UK fire and sag claims will rise due to extreme heat, insurer says | Insurance sector

One of the UK’s largest home insurers has warned of the impact of record high temperatures on claims, saying the climate crisis is already leading to an increase in fire and sag cases this year.

LV=General Insurance (LV=GI), which was taken over by German insurer Allianz in 2019, said it was handling claims worth £1.2million after extreme heat hit the country between July 17 and 20.

Most of these cases involved fires starting in open areas or nearby moorland that spread to homeowners’ gardens, resulting in fence, garage, greenhouse and patio fires, with 8% of cases involving the loss total of a house.

The company said already dry ground and the prospect of further garden hose bans could also lead to a spike in subsidence, causing the ground to subside beneath a building and the foundation to collapse with it.

LV=GI said there was a 205% increase in subsidence cases between June and July, and extreme heat in August could lead to a similar increase in claims in 2018, when they rose by 51 % due to exceptionally hot weather.

His analysis showed that rainfall in southern and central England was already lower than in 2018, raising the possibility of houses sinking due to unstable ground.

“We’re really starting to see the effects of climate change and the impact it’s having on homes – whether it’s storm-related claims, floods, fires or cave-ins – all of which have increased in recent years. depending on the season,” said Sarah Smith, head of home underwriting at LV=GI.

She suggested that developers and city planners carefully consider where new housing is being built, to help prevent further damage.

“As a country, we are going to have to adapt and make sure that existing homes are better protected, as well as really consider the planned locations for new homes which may be in areas more prone to events such as fires that occur. declare and spread rapidly,” she added.

Meanwhile, car insurer Admiral has revealed its pre-tax profits nearly halved in the first half of the year, partly due to an increase in road accident claims from the height pandemic restrictions. Pre-tax profits fell to £251m from £482m last year.

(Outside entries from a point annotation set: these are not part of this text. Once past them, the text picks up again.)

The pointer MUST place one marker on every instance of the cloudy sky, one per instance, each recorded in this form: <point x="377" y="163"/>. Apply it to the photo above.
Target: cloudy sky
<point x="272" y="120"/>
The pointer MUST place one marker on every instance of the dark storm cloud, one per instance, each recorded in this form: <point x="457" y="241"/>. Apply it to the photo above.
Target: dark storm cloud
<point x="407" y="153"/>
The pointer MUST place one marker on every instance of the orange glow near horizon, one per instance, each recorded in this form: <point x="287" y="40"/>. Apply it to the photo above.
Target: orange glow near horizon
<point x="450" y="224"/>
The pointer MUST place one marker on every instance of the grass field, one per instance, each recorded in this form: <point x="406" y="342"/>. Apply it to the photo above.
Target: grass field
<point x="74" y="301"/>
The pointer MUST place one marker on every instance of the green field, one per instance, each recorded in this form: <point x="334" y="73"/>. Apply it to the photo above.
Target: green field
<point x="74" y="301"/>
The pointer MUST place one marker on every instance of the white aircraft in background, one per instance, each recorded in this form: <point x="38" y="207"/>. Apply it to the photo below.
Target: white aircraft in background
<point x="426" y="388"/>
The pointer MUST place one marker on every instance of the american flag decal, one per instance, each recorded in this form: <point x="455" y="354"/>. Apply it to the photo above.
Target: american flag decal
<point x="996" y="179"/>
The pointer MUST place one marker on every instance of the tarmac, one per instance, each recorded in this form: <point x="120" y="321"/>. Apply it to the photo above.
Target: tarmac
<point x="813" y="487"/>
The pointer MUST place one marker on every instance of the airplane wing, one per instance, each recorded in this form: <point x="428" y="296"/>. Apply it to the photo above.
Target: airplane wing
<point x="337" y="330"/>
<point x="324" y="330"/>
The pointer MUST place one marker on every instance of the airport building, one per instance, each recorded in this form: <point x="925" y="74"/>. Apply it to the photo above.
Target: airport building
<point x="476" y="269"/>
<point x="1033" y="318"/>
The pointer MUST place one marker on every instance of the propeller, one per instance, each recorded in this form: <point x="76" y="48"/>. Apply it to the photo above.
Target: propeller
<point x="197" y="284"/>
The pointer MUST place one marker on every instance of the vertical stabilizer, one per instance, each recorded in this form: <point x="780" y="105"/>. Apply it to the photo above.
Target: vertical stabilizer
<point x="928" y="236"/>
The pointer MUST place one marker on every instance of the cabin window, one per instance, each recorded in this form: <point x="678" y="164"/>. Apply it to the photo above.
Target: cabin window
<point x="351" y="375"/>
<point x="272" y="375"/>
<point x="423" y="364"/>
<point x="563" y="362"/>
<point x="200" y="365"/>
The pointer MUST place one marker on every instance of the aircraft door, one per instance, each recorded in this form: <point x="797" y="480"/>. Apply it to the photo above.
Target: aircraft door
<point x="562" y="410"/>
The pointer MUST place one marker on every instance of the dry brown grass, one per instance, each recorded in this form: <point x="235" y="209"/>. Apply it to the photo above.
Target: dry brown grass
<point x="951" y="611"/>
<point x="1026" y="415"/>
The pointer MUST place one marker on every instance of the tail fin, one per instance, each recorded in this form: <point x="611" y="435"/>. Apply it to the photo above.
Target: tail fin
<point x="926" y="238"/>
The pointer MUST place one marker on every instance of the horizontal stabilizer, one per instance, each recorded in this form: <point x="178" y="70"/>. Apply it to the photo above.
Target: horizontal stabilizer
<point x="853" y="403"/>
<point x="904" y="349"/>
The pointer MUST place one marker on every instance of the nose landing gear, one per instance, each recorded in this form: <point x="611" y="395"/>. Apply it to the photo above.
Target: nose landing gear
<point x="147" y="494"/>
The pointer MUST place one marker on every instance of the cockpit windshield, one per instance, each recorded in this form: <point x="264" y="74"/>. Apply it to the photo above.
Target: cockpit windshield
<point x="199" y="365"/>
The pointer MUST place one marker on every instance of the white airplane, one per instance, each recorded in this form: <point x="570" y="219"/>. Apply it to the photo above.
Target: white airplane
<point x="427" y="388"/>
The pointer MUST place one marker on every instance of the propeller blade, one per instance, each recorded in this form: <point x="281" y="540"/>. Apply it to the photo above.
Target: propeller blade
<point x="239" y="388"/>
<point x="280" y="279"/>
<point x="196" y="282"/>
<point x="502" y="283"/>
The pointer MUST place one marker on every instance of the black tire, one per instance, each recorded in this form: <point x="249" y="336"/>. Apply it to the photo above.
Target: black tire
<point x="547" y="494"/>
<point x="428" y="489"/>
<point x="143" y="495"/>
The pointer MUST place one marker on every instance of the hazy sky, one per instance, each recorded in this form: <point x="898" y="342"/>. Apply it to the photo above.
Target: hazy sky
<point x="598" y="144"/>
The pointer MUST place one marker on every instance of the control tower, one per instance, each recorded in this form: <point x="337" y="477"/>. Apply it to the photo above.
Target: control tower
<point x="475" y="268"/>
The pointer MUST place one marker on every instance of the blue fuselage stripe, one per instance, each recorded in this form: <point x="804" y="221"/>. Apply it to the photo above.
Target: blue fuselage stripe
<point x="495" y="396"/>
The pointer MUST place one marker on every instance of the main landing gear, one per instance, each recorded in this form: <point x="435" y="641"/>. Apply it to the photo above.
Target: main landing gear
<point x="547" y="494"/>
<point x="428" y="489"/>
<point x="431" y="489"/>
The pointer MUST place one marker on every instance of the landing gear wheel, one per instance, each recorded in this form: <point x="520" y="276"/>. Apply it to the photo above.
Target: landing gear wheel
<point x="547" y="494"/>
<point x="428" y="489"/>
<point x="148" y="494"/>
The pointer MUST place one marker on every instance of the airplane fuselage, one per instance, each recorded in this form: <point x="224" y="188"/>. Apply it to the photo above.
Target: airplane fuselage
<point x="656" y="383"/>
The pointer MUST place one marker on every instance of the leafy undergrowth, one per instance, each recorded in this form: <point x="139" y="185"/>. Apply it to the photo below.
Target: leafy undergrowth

The insurer said it was also forced to raise premiums by around 16% between March and July this year to offset rising costs for car spares and repairs.

Meanwhile, Aviva announced plans to increase payouts to shareholders after announcing a 14% rise in operating profit to £829m in the first half. The insurer has been under pressure to boost yields since activist investor Cevian Capital disclosed a 5% stake in the insurer last year.

The Swedish investment firm has pushed Aviva to return £5bn of excess capital to shareholders by the end of this year. Aviva announced on Wednesday that it would launch a share buyback program but decide on its size at the end of the year.